Spam filters try to sort your e-mails, deciding which are real messages and which are unwanted. One method used is a point system. The filter reads each incoming e-mail and assigns points to the sender, the subject, key words in the message, and so on. The higher the point total, the more likely it is that the message is unwanted. The filter has a cutoff value for the point total; any message rated lower than that cutoff passes through to your inbox, and the rest, suspected to be spam, are diverted to the junk mailbox. We can think of the filter's decision as a hypothesis test. The null hypothesis is that the e-mail is a real message and should go to your inbox. A higher point total provides evidence that the message may be spam; when there's sufficient evidence, the filter rejects the null, classifying the message as junk. This usually works pretty well, but, of course, sometimes the filter makes a mistake. a. When the filter allows spam to slip through into your inbox, which kind of error is that? b. Which kind of error is it when a real message gets classified as junk? c. Some filters allow the user (that's you) to adjust the cutoff. Suppose your filter has a default cutoff of 50 points, but you reset it to 60 . Is that analogous to choosing a higher or lower value of \(\alpha\) for a hypothesis test? Explain. d. What impact does this change in the cutoff value have on the chance of each type of error?

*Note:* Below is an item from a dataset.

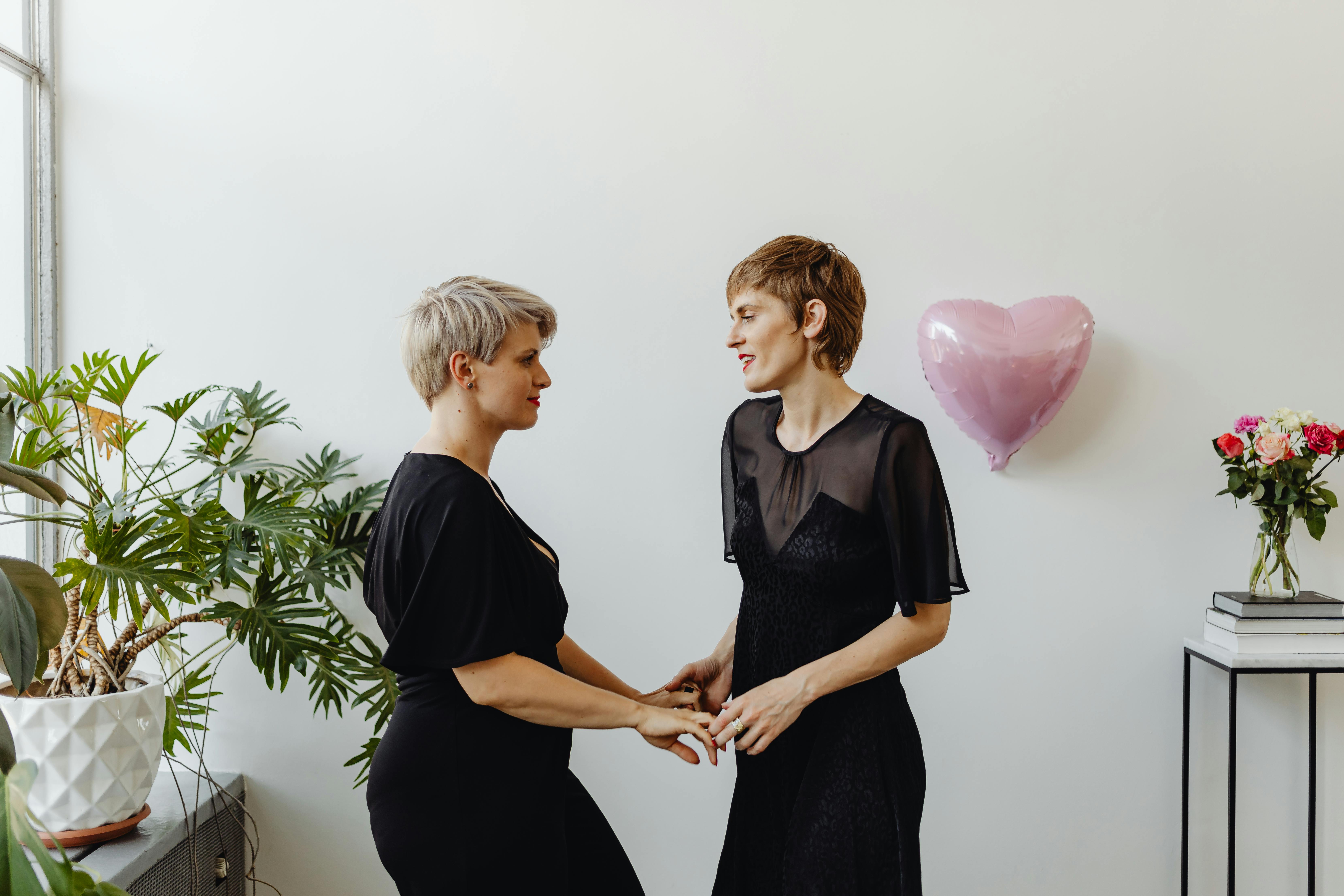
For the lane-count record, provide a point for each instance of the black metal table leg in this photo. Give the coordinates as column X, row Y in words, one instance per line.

In 2015 , the U.S. Census Bureau reported that \(62.2 \%\) of American families owned their homes the lowest rate in 20 years. Census data reveal that the ownership rate in one small city is much lower. The city council is debating a plan to offer tax breaks to first-time home buyers to encourage people to become homeowners. They decide to adopt the plan on a 2 -year trial basis and use the data they collect to make a decision about continuing the tax breaks. Since this plan costs the city tax revenues, they will continue to use it only if there is strong evidence that the rate of home ownership is increasing. a. In words, what will their hypotheses be? b. What would a Type I error be? c. What would a Type II error be? d. For each type of error, tell who would be harmed. e. What would the power of the test represent in this context?

A clean air standard requires that vehicle exhaust emissions not exceed specified limits for various pollutants. Many states require that cars be tested annually to be sure they meet these standards. Suppose state regulators double-check a random sample of cars that a suspect repair shop has certified as okay. They will revoke the shop's license if they find significant evidence that the shop is certifying vehicles that do not meet standards. a. In this context, what is a Type I error? b. In this context, what is a Type II error? c. Which type of error would the shop's owner consider more serious? d. Which type of error might environmentalists consider more serious?